There’s the place where I took my wife on our first date. There’s the place where I was married. It’s all gone now, of course. It’s all been ruint.

But a stray dog never forgets.

8 comments

  1. Diana - May 27, 2023 10:36 am

    I do miss the Florida of my youth. But, the memories, they do live on.

    Reply
  2. David in California - May 27, 2023 12:29 pm

    Thank God for memories (good AND bad). They have a purpose.

    Reply
  3. Carla - May 27, 2023 1:36 pm

    Amen brother….class of 1969 Choctawhatchee HS….I feel the same way when I go down from Denver, where I live now, to visit my Mom in Pace. My grand parents lived on 5 acres in DeFuniak Springs. The old place is still there off Norwood road. Definitely time travel when I drive those back roads and visit relatives in Magnolia cemetery. LOL..better pick my spot now…I want the place under the tree in our family plot!

    Reply
  4. Patricia - May 28, 2023 4:10 am

    Thanks for sharing your heart. Loved this one…I laughed my way through it. You have such a good sense of humor! The place I grew up in in Alabama has totally changed…It seems like all of America has changed and not for the better.But, nothing can take away our good memories of times when things made sense and the world turned slower. We had less moneywise and otherwise, but what we did have, made up for it. Our sons grew up in the sixties and seventies and things were still good compared to today. Our Grandchildren will never really know the real America and that is a shame. But, we can tell them about it which is not the same, but better than nothing. Keep writing…we need to read it.

    Reply
  5. Richard Owen - May 28, 2023 2:35 pm

    First visited 30A in 1992 at the behest of a close friend in our brand-new Chrysler Lebaron convertible. Five years later, we bought a second home there – a log cabin on Camp Creek Lake. I went to work to build my new photography business. Over the next 10 years, I did the occasional portrait and occasional wedding but, in the end, I shot mainly for a new weekly newspaper you may remember, The Walton Sun. But the downfall of the print industry forced me back to a previous career – military contractor. That lasted to 2012, retirement, and Social Security.
    But the dream of living there on the lake forever had become a nightmare. We left in 2012, moved back to Georgia and we spend our last days here. I doubt that I will ever go back. The cost of renting a small condo on the beach is more than the 7-day cruises we do these days and I would still have to DRIVE on 30A to get food, entertainment, etc.

    Reply
  6. Robert Liptak - May 28, 2023 10:32 pm

    Loved this. Pretty much how everybody that ever lived in South Walton and moved away feels. The people that stayed just tolerate it. I grew up in Dune Allen, graduated from Freeport in ‘85 and moved to Biloxi in ‘92 for a new job. Many places since. But I still come back every year to visit friend’s and family. Still like it a lot, just don’t love it like I used to.
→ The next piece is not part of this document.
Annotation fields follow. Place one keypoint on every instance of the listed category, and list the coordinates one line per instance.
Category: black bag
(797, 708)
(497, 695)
    Sean, when did you live there if I may ask?

    Reply
  7. Diane Allgood - May 29, 2023 12:47 am

    Yes, I remember the good old days when seaside was just built and the beaches were still deserted. You could drive for miles between 30A and Destin and it seemed like a long way. I have problems finding my old hangouts. I even called a friend once and asked where I was on old HWY 98. It is sad but I remember when it was the best of times growing up. I still see my childhood friends and I am thankful for that at least!

    Reply
  8. Wes Dannreuther - May 29, 2023 4:17 pm

    They rebuilt the Red Bar after the fire, but I miss the original and I think now the new one has a trolley service . . . The level of development is overwhelming, but, alas, we still do like to go. I can only imagine how beautiful it was growing up there.